In a situation like that, “you’re investing in the project and the people with whom you are working,” Wintory says. “With a game made literally by a few people, you are investing in the people above all.”
Thatgamecompany co-founder Kellee Santiago introduced Wintory to Schatz, who’d just been looking for some advice on how to license some independent music for Monaco. But Schatz’s vision for the game and its music (“he said, ‘old-timey early-20th century ragtime solo piano”) appealed to the composer, who despite claiming to be not so strong a pianist, used to substitute every now and then for his piano instructor playing piano-bar tunes in hotels and the like.

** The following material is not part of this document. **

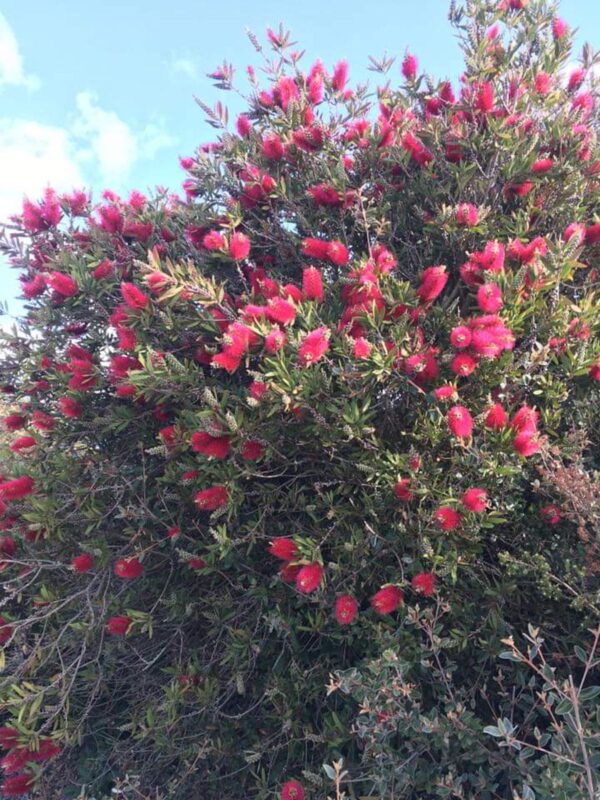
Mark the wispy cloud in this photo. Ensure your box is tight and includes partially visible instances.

In Monaco, Wintory saw an opportunity to try something unique -- “when the hell is anyone ever going to ask for this kind of music ever again!” But the result ultimately became something very much his own. The top-down heist game, which distinguishes itself through pleasantly-lurid neon and acclaimed cooperative multiplayer, is inspired by the moustache-twirling “naughtiness” of silent films and the melodrama of theater piano, and as the game progresses, culminates in what Wintory calls “a nastier kind of jazz.”
“What you’re hearing in the recording is not a microphone listening to a piano performing the music,” Wintory explains. “I had a friend who’d bought a shitty upright piano on Craigslist that sounded a hundred years old, warbly. I sampled that piano so I could sort of digitally play it, and then I ended up also using other piano samples. I wanted the sound to evolve from that to a much more lush, Steinway grand piano sound by the end, so that it’s not the same exact color throughout… it’s technically digitally-created, like the 21st-century version of a player piano.”
“It was a joy the whole time,” Wintory adds of working with Schatz on Monaco. Even though Monaco was ultimately delayed -- despite its 2010 IGF win, the full version of the game just released last week -- the timing turned out fortuitous for the composer’s oeuvre. “I’m so grateful Journey had this massive, blinding experience in the spotlight, and then the next sort of big release I have gets to be something that’s as hard a left turn from it as anything I can imagine. It’s like cleansing the palate after a beautiful meal.”
Increasingly, Wintory’s colleagues in music composition are attracted to the opportunity to work in games, which often see a much more hands-on and engaged audience than the lean-back experience of enjoying a film score. The glamour, decreased competition and opportunity for innovation is making many in the music world curious about gaming. Yet in Wintory’s view, the fundamental skill required in game composition is a passion for the medium of digital play.
“Being a gamer and enjoying play testing the game so you can think in terms of the mechanics, and see it through the lens your collaborators see it, is always number one on the list,” he says. “That means loving games.”
“Interactive entertainment has no precedent in human history,“ Wintory marvels. Monaco’s dynamic music communicates tense restraint if the player is hiding, then naturally transitions to a wild crescendo if all hell breaks loose. “Never before could we make music that dynamically reacts to what the audience is interested in. It’s broader implications are culture-changing, and we’ve barely even seen the tip of the iceberg yet, much less come to grasp the whole thing.”
“We’re exploring something fundamentally, radically new, and that’s not about the notes I’m composing so much as the overwhelming excitement in being a participant in something this novel,” he adds.
In the Hollywood world, some still erroneously view games as stepchild territory for talent, a place to hibernate or experiment rather than to treat as art. “To that, I say, ’how is your world in which [games are] not art better than a world in which they could be? Why would you want to live in that world?”
Ultimately, he says, he’s passionate about game music “not to make a living in today’s world, but hopefully to crack through some wall to another world.”